The demand for governments to spend is incessant, but the question of how it will be paid for is only cursorily addressed. Public services are being slapped on the credit card, one that doesn’t demand the discipline of minimum monthly repayments and has a credit limit of half a trillion dollars.
Governments have paid down debt before. Bob Hawke and Paul Keating did so in the late 1980s; John Howard and Peter Costello did so a decade later.
In both cases, however, the electorate granted the government licence to reduce spending, and neither government faced the long-term structural challenge of falling revenue and locked-in commitments that bedevil our future today.
These factors may provide an explanation but not an excuse. The task of fiscal readjustment cannot be delayed. The challenge of an ageing population is starkly reflected in the Treasury’s budget projections. The proportion of Australians who pay income tax will fall as the population ages compared to those claiming benefits.
Aged-care spending is expected to grow by 60 per cent in the next 10 years; and we’ll be spending 40 per cent more on public hospitals by 2026. The dependency ratio — the proportion of Australians of working age compared to those old enough to receive a pension — is shrinking rapidly. In 1975 there were 7.3 working-age Australians for every pensioner; today there are 4.5; and by 2050 there are forecast to be just 2.7.
In a sobering budget submission released last Friday, the Business Council of Australia warns that if government spending rises by 3 per cent annually next decade as Treasury predicts it will outstrip the economy’s capacity to pay.
The structural shortfall — the difference between what governments expend and the revenue they receive — will add $50 billion a year of additional debt.
Good luck to any government that tries to raise taxes to pay for it. A hike of $5300 a household is unlikely to be well received. In any case, taxes penalise the virtues we should be encouraging: hard work, risk-taking and enterprise, the qualities that have driven the Australian economy forward for 2¼ centuries.
Finding $50bn in cuts would require a politically suicidal gesture, like slashing the welfare budget by a third or sequestering the entire education and defence budgets.
The only alternative is to increase debt, pushing the burden to almost a trillion dollars in today’s money by the middle of the century.

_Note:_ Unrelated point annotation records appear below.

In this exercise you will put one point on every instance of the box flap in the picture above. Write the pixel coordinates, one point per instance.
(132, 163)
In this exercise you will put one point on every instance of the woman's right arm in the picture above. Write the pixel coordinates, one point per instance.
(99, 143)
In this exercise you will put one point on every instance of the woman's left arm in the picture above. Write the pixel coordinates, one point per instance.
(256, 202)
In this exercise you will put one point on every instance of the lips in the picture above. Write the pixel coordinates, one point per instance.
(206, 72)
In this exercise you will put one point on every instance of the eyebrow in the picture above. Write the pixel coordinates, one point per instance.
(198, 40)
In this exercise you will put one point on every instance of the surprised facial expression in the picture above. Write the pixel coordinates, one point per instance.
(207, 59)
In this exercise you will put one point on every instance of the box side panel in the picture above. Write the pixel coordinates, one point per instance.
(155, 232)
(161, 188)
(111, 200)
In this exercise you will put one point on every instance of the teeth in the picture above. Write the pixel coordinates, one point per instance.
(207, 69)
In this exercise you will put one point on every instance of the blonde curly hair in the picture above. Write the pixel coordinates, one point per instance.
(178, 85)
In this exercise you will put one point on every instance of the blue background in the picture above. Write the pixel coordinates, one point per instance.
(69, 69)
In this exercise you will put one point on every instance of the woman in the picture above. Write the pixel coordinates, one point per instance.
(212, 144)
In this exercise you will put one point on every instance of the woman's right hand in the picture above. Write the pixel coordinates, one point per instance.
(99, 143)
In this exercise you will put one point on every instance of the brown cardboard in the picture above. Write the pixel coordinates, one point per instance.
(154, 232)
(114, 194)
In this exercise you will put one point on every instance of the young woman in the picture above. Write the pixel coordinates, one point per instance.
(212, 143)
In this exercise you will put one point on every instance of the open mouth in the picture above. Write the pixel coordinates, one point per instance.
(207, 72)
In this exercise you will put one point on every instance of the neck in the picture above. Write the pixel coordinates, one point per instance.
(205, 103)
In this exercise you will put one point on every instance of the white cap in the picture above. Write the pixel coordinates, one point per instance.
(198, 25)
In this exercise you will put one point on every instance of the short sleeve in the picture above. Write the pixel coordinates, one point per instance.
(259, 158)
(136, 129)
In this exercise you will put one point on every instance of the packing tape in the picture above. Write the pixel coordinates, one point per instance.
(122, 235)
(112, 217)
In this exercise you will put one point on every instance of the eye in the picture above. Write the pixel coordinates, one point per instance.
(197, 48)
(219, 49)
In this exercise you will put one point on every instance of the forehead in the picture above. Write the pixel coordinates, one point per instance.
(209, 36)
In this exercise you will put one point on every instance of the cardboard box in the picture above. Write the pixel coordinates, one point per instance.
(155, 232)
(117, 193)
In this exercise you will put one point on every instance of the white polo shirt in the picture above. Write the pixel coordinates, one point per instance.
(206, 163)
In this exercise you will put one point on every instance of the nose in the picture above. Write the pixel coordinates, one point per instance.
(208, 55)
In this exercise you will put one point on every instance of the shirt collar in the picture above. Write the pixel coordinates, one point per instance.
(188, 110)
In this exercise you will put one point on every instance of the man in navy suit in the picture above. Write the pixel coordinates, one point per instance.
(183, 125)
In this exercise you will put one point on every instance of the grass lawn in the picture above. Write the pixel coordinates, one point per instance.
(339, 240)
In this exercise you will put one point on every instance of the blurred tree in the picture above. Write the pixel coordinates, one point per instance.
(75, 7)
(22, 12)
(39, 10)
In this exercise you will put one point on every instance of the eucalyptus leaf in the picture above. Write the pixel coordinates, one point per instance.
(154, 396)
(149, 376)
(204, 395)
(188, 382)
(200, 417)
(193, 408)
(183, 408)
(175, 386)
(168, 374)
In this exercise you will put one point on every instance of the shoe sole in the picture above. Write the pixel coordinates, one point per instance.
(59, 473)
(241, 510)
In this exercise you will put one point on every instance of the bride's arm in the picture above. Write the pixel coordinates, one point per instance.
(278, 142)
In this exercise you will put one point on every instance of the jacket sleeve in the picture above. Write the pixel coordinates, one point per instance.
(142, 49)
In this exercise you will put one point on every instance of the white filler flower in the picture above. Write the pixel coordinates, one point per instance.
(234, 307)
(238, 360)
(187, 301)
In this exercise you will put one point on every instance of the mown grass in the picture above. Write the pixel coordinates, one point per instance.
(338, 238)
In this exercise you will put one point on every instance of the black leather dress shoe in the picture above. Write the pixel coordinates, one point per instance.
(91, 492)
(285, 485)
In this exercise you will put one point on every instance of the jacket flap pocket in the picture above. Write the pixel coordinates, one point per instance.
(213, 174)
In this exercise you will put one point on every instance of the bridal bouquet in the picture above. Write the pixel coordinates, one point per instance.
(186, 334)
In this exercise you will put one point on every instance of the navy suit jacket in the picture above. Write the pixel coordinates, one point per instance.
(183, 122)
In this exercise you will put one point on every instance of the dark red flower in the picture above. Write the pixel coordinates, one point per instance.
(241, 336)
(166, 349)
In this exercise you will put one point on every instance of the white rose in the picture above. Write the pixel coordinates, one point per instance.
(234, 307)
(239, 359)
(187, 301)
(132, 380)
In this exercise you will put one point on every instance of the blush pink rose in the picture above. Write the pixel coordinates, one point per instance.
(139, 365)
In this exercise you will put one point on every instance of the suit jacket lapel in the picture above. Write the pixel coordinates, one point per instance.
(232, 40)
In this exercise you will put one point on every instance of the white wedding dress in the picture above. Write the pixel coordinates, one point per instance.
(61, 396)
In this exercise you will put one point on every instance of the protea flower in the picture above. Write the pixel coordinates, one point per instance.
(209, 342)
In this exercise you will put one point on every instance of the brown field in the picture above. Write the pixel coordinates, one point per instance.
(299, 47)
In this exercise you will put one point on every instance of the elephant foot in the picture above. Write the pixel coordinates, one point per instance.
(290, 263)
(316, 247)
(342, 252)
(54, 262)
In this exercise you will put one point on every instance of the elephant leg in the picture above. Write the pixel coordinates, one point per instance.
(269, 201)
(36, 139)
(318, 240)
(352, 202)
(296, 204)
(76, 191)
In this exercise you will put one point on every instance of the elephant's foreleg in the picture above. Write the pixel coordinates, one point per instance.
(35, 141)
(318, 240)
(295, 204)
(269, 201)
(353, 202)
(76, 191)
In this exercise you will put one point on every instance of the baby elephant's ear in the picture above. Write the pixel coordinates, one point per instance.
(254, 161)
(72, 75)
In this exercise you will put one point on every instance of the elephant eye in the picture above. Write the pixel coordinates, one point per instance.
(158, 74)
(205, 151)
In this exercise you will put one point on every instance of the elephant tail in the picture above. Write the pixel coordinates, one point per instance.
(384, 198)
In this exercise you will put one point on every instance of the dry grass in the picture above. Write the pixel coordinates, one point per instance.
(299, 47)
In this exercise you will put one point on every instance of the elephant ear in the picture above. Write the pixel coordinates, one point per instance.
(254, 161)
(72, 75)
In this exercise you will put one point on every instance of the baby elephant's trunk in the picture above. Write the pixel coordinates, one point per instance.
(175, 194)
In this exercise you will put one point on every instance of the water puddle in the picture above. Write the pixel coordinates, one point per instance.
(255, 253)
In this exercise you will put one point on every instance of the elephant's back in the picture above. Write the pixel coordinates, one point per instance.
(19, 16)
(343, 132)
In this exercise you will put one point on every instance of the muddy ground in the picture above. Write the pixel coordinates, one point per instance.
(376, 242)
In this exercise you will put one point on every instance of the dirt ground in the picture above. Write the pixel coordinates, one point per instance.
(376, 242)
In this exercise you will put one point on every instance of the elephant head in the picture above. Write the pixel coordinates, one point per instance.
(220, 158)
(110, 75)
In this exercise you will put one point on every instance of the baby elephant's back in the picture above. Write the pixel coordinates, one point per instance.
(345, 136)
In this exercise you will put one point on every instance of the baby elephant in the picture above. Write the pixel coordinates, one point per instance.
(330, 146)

“These numbers are not just bookkeeping entries,” the BCA warns. “They have real consequences for Australian households who will face severe cutbacks in services, higher taxes and lower economic growth and living standards.”
There are signs that Australians sense an impending crisis, despite the determination of the political and media classes to look the other way. The Australian Electoral Study reveals a sharp change of mood of voters at the last federal election compared with the one before.
Fewer than one in five expect their household to be better off in a year; only one in six expect the situation in the country to have improved, the lowest expectations for at least 30 years.
Qualitative polling in major capital cities suggests a sense of gloom is enveloping the middle class. Australians are working harder than ever but feel they’re not getting ahead. The tax burden is punishing and the cost of housing and energy is eating disposable income. They doubt their ability to support themselves in their old age and fear for the future of their children.
Trust in politicians was at its lowest level since the survey began in 1969. Fewer than one in nine voters believe the government is capable of positively influencing the economy; only 14 per cent think politicians know what ordinary people think; 52 per cent think they don’t.
The despondence in suburban Australia is hardly what one might expect as the economy enjoys a record period of unbroken growth. It is hard to reconcile the mood of pessimism with the Treasury forecasts that the growth will continue, pushing the budget back to a modest surplus in four years.
Nor does it coincide with the view from the chief executive suites in La La Land, where the occupants appear to be out to lunch.